Eleven days after the strike, a DNA test confirmed that Tia was dead, and on the fifteenth day, a psychiatrist at the hospital told Rehab that Saeed and the girls were gone.
Six weeks later, Rihab sat in a hard plastic chair in a Beirut apartment, his eyes black and his face drawn. She was still recovering from her surgeries – eight screws in her spine and three more in her arm. She had been lying down for a long time and now she was trying to get up more and walk a little even though every movement was causing her pain.
Nia’s eighth birthday was four days ago. Rehab was spending her time “either crying or sleeping,” she said. But she wanted to talk about her family.
“Nia was very attached to me, she followed me everywhere I went. Tia loved her grandparents and would have been happy if I left her with them. Both girls loved drawing, they loved toys. Loved to play, she would skip school. She would play for hours with teachers and students.

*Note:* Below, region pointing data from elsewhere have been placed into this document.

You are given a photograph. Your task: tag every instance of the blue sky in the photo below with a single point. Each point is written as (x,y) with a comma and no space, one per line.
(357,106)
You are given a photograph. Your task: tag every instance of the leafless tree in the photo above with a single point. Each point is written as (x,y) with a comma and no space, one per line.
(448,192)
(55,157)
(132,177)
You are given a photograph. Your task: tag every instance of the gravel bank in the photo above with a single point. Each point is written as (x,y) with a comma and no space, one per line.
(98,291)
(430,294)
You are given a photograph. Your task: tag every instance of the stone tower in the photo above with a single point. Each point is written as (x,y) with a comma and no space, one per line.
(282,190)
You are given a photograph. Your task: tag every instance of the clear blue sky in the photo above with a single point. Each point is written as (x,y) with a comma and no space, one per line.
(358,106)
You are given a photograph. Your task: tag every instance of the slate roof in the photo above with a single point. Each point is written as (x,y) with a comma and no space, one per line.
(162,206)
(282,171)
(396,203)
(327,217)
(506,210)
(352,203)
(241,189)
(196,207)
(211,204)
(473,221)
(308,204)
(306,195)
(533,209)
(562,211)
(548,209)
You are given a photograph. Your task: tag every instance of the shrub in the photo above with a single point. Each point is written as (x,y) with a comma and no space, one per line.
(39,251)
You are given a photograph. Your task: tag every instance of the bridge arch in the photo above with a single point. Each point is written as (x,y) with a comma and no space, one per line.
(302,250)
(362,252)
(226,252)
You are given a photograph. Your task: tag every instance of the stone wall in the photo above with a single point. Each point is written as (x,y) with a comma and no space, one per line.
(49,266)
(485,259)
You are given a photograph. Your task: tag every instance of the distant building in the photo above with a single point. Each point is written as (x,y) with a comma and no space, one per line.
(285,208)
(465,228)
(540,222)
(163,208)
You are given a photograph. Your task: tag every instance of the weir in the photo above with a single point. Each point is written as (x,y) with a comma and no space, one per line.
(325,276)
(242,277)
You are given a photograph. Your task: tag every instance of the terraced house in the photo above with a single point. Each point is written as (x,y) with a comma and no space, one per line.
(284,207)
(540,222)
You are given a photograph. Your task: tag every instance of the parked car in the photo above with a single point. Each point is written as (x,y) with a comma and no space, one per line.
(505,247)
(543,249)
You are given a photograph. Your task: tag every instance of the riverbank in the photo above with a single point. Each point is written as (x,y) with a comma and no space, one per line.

Above all, they loved watching videos together on TikTok. Rehab and Saeed thought they were still too young to post their videos online, so Rehab would film them dancing and playing and tell the girls that she was posting them on the app, much to their satisfaction. are seen
Saeed came into Rehab’s life in 2013. Rehab grew up in Beirut, but her family visited the village of May al-Jabal in the summer, because the air was cool there and the village was surrounded by countryside, and that summer she met Saeed. Mutual friends
Rehab completed her undergraduate law degree and began studying for a master’s, but the couple became engaged and then married, and Tia was soon born, so Rehab put her budding law career on hold. gave
Now, in the midst of his loss, he has temporarily begun to think about studying again. “I need something to fill my days,” she said.
The day after Saeed and Tia died, Rehab’s father and uncle buried them in makeshift wooden coffins in an unmarked grave in Dahiya. Two weeks later, the men of the family dug up the same spot again and buried Nia. Rehab’s uncle placed two sprigs of artificial cherry blossoms on the grave for both girls, and later someone else laid a wreath for a stranger buried next to them.
An Israeli airstrike then hit a building right next to the cemetery and the resulting blast wave and debris broke the tombstones and the ground around them collapsed. Around the same time, another Israeli airstrike hit the family’s home in Dahiya, destroying several items Rehab wanted to keep, including two new, unworn school uniforms.
It was not long before it was all over. A ceasefire announced last week allowed thousands of displaced people to return to their villages in southern Lebanon. Rehab and Said’s village was heavily bombed by the Israelis and their family home there was destroyed, her uncle said, but Rehab cannot return home anyway, as she will remain in retreat for several more months and not travel. Sakti
As jubilation spread across Lebanon at news of a ceasefire, new photos emerged of Wafiq Safa, the alleged target of the bomb that killed Saeed, Tia, Nia and 19 others. Safa had not been seen in public since the strike, but appeared to be alive and well.